Presence of both alterations in FGFR/FGF and PI3K/AKT/mTOR confer improved outcomes for patients with metastatic breast cancer treated with PI3K/AKT/mTOR inhibitors
1Translational clinical oncology, Novartis Pharmaceuticals, Cambridge, MA
2Department of Investigational Cancer Therapeutics, The University of Texas MD Anderson Cancer Center, Houston, TX
3Department of Breast Medical Oncology, The University of Texas MD Anderson Cancer Center, Houston, TX
4Foundation Medicine, Cambridge, MA
5The Center for Personalized Cancer Therapy, University of California San Diego Moores Cancer Center, La Jolla, CA
Correspondence to: Johnique T. Atkins, email: firstname.lastname@example.org
Keywords: breast cancer, FGFR, next-generation sequencing, PI3K
Received: March 22, 2016 Accepted: May 13, 2016 Published: June 09, 2016
There is limited data on co-expression of FGFR/FGR amplifications and PI3K/AKT/mTOR alterations in breast cancer.
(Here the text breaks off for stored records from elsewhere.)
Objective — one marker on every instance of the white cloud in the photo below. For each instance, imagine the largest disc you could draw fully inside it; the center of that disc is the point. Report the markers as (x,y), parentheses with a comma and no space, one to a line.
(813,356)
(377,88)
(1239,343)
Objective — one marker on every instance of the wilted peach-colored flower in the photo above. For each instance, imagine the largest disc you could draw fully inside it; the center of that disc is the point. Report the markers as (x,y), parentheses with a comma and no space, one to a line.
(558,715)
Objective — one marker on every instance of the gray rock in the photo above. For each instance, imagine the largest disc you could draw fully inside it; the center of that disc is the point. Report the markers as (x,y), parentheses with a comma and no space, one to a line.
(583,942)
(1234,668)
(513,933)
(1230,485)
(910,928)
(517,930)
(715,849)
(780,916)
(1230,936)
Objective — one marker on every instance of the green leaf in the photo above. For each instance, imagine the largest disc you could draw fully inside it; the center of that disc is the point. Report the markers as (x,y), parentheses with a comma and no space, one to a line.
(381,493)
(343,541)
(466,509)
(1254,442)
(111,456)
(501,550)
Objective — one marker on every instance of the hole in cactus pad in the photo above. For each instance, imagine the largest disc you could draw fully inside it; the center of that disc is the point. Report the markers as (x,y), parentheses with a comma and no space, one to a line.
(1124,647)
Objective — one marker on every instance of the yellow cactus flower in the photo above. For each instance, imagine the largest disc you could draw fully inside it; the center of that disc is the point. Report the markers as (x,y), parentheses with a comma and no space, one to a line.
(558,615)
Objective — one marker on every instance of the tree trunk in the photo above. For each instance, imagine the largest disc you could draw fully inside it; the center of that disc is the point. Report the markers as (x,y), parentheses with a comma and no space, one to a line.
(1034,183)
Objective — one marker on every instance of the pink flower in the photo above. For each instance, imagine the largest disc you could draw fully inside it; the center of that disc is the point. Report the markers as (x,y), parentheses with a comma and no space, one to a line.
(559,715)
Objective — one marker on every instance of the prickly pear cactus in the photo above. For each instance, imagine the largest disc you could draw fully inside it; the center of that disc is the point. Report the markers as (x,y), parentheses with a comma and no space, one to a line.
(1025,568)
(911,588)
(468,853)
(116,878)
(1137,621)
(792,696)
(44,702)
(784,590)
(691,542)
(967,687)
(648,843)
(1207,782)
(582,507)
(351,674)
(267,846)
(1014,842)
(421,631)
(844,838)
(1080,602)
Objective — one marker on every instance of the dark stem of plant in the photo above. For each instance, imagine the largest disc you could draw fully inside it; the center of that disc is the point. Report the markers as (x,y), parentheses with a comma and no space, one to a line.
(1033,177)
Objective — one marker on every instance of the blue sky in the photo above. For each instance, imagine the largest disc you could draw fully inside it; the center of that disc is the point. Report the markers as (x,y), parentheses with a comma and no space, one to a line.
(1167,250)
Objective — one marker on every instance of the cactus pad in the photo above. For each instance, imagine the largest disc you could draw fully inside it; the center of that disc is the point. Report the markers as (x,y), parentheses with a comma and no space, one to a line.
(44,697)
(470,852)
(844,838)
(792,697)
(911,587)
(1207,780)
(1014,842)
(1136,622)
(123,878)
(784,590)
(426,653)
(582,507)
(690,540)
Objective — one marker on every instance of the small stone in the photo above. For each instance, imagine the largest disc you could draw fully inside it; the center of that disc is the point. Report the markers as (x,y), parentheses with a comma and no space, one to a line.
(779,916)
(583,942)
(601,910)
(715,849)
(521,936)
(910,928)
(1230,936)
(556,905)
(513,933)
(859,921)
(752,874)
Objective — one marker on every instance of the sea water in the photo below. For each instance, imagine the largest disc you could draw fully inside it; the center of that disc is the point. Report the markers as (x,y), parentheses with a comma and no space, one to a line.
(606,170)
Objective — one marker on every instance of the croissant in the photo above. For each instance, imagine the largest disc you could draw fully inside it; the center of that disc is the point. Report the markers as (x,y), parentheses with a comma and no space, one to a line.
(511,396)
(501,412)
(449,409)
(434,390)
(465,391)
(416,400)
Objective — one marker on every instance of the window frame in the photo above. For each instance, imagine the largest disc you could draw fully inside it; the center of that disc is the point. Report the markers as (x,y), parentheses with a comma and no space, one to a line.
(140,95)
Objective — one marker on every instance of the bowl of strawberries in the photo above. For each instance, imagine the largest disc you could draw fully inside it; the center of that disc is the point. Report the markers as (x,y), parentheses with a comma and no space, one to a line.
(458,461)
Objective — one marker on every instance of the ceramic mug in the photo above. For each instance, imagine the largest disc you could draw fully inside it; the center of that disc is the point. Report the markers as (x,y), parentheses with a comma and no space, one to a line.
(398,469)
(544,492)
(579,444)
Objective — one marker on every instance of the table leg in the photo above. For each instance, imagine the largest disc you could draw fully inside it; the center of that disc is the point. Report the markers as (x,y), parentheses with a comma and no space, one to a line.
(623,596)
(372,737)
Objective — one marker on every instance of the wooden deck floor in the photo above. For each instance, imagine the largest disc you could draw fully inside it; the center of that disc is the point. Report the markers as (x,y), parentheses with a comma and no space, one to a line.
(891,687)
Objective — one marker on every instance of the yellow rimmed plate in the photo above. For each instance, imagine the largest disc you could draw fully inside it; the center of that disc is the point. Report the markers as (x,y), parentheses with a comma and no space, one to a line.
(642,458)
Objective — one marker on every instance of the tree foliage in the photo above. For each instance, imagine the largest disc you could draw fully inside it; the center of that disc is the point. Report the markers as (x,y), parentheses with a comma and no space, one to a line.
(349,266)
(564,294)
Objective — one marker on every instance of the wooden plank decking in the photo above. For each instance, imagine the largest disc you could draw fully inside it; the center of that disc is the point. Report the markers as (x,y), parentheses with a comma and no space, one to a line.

Tumors from patients with metastatic breast cancer referred to our Phase I Program were analyzed by next generation sequencing (NGS). Genomic libraries were selected for all exons of 236 (or 182) cancer-related genes sequenced to average depth of >500× in a CLIA laboratory (Foundation Medicine, Cambridge, MA, USA) and analyzed for all classes of genomic alterations. We report genomic profiles of 112 patients with metastatic breast cancer, median age 55 years (range, 27-78). Twenty-four patients (21%) had at least one amplified FGFR or FGF. Fifteen of the 24 patients (63%) also had an alteration in the PI3K/AKT/mTOR pathway. There was no association between alterations in FGFR/FGF and PI3K/AKT/mTOR (P=0.49). Patients with simultaneous amplification in FGFR/FGF signaling and the PI3K/AKT/mTOR pathway had a higher rate of SD≥6 months/PR/CR when treated with therapies targeting the PI3K/AKT/mTOR pathway than patients with only alterations in the PI3K/AKT/mTOR pathway (73% vs. 34%; P=0.0376) and remained on treatment longer (6.8 vs. 3.7 months; P=0.053). Higher response rates were seen in patients with simultaneous amplification in FGFR/FGF signaling and alterations in the PI3K/AKT/mTOR pathway who were treated with inhibitors of that pathway.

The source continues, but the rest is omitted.